オーフェンの批評なんかを集めてみようかと思ったんだけど、出てくるのが「SSMGの人の日記」さんの記事ばっかりだったのでやめる。端からまとまってるのでまとめる意味がない。記事は面白いけど。


以下オーフェン雑メモ。


オーフェンの作品構造は、アザリー・イスターシバ/天人種族・女神に、オーフェン・チャイルドマン/魔術士・魔王が対抗できてないので、クリーオウほか世の中諸々がひどい目にあうって感じか。そのほかの女性キャラもほぼアザリー側(姉・嫁・母)とクリーオウ側(娘)に分ける事が出来る。アザリー側のキャラもより上位のアザリー側のキャラによって脅かされている。オーフェンが年下に萌えないのはクリーオウ側のキャラに対するスタンスが父親だから。西部編では最後の最後でアザリーが格上になっちゃって東部編に突入。東部編は女神に対する魔王が現れて終了。
無謀編ではオーフェンとコギーとの夫婦仲が完璧なのでクリーオウは安穏としていられる。トトカンタは無能な女神に支配された空間である。
プレ編はチャイルドマンが強すぎなのでこうした構図が成立しない。


オーフェンは日常と非日常が喧嘩する話でもあり。シリアスとギャグは比率は違えど本編・無謀編・プレ編のどれもに両方が入っている。西部編のクライマックスが対立の頂点であるし、東部編ではだいぶ後退するもののハーティアの「アミダでもしろよ」とかボルカン・ドーチンの「やっぱりまだ生きていた」とかがある。
基本的には非日常のほうが日常より強い。ギャグキャラも死ぬし。だけど日常もしぶとく生き残ってたまには非日常を殴り返す。
ちなみにこれを頻繁に繰り返すことで物語を予想のつかない方向に持ってくのがエアマスターの手法。
注目すべきはオーフェンにおいて日常を保証してくれるやつら(旅の仲間+ハーティア)がみんなトトカンタの住人である事。つまりオーフェンにとっての守るべき日常*1とは無謀編である。
西部編のクライマックスで鍵となるオーフェンの5年間の経験を、読者は直接的には無謀編を通してしか知らない。
西部編クライマックスの「あほかぁぁぁぁぁぁっ!」は無謀編を読むことでより力強さを増す。ここにおいて真に無謀編は本編と連結されている。

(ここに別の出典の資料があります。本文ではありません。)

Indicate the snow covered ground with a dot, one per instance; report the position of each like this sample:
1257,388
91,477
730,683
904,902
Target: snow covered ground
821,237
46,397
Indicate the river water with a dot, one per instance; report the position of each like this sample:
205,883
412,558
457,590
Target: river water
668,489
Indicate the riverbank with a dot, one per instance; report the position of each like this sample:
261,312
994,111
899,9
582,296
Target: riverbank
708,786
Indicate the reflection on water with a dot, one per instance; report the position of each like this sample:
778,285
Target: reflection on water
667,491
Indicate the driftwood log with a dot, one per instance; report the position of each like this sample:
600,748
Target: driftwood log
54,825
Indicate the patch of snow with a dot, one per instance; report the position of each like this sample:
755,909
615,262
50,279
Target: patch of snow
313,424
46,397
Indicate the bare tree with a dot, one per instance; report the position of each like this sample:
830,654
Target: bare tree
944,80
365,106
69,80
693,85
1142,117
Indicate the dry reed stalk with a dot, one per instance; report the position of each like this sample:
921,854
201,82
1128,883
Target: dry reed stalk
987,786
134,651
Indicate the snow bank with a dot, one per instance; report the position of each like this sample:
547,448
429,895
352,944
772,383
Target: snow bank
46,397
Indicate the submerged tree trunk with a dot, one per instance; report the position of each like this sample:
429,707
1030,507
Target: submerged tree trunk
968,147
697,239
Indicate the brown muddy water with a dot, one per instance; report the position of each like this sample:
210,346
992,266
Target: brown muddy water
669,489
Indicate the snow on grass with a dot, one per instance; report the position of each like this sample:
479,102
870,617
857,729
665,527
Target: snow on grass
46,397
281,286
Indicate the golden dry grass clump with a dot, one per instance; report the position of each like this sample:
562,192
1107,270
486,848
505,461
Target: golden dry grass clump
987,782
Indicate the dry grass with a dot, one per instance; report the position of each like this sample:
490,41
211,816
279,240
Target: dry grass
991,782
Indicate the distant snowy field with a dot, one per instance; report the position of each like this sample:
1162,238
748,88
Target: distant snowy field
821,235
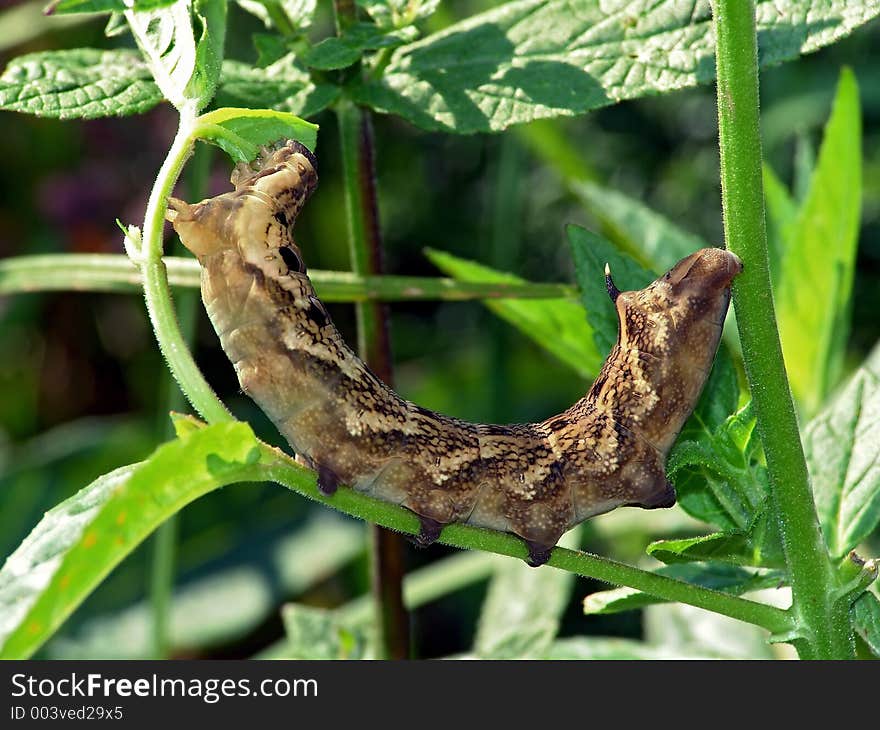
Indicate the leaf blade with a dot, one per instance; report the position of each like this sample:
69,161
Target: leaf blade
840,445
533,59
557,325
83,538
817,268
84,83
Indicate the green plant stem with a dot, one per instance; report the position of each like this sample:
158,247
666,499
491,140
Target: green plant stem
116,273
157,291
823,628
280,468
163,561
374,345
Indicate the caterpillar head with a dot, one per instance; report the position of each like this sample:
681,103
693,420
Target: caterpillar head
257,217
681,311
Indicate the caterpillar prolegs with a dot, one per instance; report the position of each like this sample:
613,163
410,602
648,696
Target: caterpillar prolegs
535,480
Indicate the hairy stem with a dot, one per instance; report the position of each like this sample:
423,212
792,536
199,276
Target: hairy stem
365,246
157,291
163,559
823,629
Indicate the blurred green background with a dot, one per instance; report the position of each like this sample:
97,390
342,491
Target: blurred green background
83,388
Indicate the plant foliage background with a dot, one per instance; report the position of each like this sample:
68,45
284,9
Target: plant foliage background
517,142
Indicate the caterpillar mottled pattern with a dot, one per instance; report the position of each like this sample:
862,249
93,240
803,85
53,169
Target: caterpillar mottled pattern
535,480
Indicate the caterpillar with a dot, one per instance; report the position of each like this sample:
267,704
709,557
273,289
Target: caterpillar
535,480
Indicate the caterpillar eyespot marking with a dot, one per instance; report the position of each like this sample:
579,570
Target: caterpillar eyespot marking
535,480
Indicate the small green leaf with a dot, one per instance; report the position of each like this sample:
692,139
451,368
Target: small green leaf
726,578
82,539
558,325
522,610
241,132
398,13
753,547
183,46
596,648
816,275
282,86
332,53
591,252
67,7
316,633
866,620
533,59
717,472
641,231
782,213
342,51
83,83
226,604
290,17
270,48
844,462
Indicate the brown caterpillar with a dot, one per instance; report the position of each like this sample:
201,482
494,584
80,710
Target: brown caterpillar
535,480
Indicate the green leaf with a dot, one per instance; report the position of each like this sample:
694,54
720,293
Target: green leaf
269,47
297,14
241,132
342,51
582,648
559,326
591,253
82,539
757,546
183,46
533,59
84,83
782,213
398,13
866,620
726,578
331,53
282,86
681,631
844,462
816,275
316,633
66,7
522,610
641,231
222,606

ラノベ史的にはスレイヤーズ(89)とブギーポップ(98)がでっかくあって、オーフェン(94)とブラックロッド(96)がそのあいだをつなぐんだろうけど。
90年代オタカルチャーの明るい方の代表作のひとつであるスレイヤーズと暗い方の象徴であるエヴァオーフェンスレイヤーズの後継者であり、またエヴァるろ剣オーフェンを不殺のキーワードで結べるならば、ひとつの作品の中で明るいほうの90年代と暗いほうの90年代が激突してるのがオーフェンである、とか言えるか?言えないこともない、くらいか。


しかしオーフェンの世界設定は素晴らしすぎですね。